El orden perturbado

JAVIER DEL REAL

ALBERTO GONZÁLEZ LAPUENTE

Estos días se publicaba una declaración de Plácido Domingo en la que afirmaba tener dudas ante la posibilidad de repetir en Madrid el último éxito que le dio el papel del corsario Boccanegra. Y lo decía no porque pensara que las circunstancias pudieran ser menos ... favorables o notara cierto decaimiento, sencillamente porque la materia de «Ifigenia en Táuride» es más proclive al drama que a los personajes, léase a las personas. Con esta premisa por delante se comprenderá el entusiasmo general con el que ayer concluyó la primera representación del título y las aclamaciones dispensadas a todos y cada uno de los participantes que las recibieron con independencia de su condición, del cariño que a cada cual se le tributa, o de la mayor o menor influencia que en ellos pudieran haber tenido los simpáticos bacilos encargados de repartir catarros de manera indiscriminada. Se avisó al comienzo, con especial énfasis en el estado de Domingo que fue el último perjudicado.

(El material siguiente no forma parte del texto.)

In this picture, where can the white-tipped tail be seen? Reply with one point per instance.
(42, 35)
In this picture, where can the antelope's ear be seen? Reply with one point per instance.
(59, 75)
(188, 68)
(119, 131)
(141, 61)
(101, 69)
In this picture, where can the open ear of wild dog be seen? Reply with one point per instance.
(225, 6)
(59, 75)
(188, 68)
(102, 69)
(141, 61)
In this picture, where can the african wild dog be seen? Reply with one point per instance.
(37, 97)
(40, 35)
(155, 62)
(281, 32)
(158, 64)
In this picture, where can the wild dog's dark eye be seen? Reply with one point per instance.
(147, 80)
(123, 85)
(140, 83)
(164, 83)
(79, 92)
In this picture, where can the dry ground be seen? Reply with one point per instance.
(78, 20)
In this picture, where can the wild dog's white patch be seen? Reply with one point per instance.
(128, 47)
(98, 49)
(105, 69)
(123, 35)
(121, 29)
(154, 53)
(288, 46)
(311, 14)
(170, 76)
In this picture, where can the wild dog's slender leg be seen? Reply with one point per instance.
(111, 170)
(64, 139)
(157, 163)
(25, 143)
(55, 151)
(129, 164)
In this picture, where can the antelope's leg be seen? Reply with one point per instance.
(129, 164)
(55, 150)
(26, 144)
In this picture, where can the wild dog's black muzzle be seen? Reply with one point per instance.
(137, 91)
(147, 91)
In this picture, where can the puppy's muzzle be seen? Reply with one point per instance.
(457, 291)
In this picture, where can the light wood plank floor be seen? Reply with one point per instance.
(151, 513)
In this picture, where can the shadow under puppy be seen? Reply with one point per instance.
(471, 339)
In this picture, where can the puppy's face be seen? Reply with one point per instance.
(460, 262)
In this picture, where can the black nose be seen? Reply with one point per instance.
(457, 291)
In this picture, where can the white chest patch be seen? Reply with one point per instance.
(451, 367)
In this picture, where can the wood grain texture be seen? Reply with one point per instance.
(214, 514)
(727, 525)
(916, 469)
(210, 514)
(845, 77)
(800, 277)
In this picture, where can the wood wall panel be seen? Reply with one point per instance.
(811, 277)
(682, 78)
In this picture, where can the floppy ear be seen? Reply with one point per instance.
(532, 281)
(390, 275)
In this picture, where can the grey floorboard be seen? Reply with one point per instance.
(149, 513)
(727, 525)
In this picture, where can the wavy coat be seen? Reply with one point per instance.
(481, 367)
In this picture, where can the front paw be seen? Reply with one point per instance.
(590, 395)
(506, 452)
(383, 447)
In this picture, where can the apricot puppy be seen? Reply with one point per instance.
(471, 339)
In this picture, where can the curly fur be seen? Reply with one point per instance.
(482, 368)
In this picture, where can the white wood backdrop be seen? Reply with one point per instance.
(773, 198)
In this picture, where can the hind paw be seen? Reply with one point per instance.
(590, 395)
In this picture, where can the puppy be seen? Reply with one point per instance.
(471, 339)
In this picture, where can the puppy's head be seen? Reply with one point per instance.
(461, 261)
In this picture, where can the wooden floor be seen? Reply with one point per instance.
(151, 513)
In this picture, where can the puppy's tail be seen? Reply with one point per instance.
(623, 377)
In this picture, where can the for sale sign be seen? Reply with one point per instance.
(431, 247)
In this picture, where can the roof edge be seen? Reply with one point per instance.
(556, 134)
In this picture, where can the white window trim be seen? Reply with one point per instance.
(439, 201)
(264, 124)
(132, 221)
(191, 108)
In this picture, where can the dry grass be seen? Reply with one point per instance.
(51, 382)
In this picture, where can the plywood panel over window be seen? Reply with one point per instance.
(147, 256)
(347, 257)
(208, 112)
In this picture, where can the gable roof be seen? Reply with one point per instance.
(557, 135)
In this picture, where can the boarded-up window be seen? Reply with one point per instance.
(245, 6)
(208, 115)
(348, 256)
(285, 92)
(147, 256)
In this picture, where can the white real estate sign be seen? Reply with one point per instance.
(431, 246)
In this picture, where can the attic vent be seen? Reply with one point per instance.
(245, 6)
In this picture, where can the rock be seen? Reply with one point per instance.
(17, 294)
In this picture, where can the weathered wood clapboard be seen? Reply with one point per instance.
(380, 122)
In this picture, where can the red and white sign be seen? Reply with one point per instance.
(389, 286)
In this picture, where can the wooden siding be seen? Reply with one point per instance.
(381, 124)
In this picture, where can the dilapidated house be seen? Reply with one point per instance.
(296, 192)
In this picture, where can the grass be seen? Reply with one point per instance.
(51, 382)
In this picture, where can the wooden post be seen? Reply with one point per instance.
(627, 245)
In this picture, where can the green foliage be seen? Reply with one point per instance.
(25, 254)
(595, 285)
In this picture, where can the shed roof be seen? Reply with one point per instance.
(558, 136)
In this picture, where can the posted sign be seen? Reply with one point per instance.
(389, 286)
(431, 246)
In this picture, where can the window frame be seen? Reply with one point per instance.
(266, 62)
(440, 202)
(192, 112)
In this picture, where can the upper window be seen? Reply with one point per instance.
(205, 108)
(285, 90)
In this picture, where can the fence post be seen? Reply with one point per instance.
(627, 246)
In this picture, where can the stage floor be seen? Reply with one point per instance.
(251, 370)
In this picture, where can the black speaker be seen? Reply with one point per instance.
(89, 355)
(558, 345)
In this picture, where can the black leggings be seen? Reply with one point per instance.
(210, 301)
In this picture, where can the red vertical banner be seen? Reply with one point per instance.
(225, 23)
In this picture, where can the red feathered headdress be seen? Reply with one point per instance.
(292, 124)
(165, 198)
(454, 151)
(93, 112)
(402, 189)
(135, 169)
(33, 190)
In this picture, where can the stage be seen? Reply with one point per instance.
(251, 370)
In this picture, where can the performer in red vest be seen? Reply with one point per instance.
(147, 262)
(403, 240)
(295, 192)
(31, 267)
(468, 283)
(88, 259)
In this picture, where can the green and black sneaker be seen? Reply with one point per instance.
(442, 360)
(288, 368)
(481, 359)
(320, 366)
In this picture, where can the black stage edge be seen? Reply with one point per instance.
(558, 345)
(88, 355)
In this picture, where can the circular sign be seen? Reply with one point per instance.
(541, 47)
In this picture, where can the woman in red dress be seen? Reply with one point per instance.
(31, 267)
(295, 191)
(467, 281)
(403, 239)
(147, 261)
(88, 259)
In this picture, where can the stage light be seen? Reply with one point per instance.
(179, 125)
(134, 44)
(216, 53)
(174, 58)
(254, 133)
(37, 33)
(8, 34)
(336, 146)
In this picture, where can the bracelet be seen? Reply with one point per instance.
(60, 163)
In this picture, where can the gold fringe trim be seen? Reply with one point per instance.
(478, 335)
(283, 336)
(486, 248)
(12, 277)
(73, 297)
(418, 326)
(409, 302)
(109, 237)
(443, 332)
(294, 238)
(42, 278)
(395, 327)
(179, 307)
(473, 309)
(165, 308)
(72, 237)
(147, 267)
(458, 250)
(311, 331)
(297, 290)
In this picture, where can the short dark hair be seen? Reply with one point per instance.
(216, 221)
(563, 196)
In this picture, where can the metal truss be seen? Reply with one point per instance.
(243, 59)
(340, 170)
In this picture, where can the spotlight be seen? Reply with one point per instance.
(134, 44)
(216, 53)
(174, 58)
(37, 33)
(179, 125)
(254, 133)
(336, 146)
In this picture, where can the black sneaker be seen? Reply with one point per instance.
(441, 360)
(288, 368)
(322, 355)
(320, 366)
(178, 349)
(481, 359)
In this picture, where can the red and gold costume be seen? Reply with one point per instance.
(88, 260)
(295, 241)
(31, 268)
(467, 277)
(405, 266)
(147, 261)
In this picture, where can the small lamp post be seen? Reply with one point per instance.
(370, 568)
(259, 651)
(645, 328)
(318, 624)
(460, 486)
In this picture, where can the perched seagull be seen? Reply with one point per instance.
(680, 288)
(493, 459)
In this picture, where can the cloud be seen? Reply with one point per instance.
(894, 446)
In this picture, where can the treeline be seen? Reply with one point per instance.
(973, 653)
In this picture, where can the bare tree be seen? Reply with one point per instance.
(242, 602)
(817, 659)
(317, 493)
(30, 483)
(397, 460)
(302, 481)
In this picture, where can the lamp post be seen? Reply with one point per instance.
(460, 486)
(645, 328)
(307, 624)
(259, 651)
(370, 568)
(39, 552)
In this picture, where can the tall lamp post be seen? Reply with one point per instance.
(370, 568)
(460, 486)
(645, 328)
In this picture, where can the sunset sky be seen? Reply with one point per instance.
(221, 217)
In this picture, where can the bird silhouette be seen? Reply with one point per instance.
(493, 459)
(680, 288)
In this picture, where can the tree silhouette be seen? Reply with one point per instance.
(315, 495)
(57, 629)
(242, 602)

¿Cómo entonces se explica semejante triunfo? Fundamentalmente porque tras algún que otro esfuerzo y roce fue fácil adivinar la gran calidad de fondo de un montaje que tiene muchos, muchos puntos a su favor, que van desde la capacidad del director musical Thomas Hendelbrock para conciliar un sonido muy trabajado, a la minuciosa dirección escénica de Robert Carsen plagada de ideas formidablemente realizadas, pasando por un reparto sólido y muy bien integrado. Por partes, no cabe duda de que Susan Graham es la Ifigenia de nuestros días, del mismo modo que Frank Ferrari un Thoas con aplomo, Paul Groves canta a Pílades con un acabada línea y Domingo le añade al joven Orestes aplomo y experiencia. Y que todos ellos, y los demás, reúnen de manera pareja intensidad, vibración y anchura, además de una buena proyección gracias un escenario cuya geometría potencia las voces y las carga de corpulencia, amén de exigirles precisión en el gesto y la postura.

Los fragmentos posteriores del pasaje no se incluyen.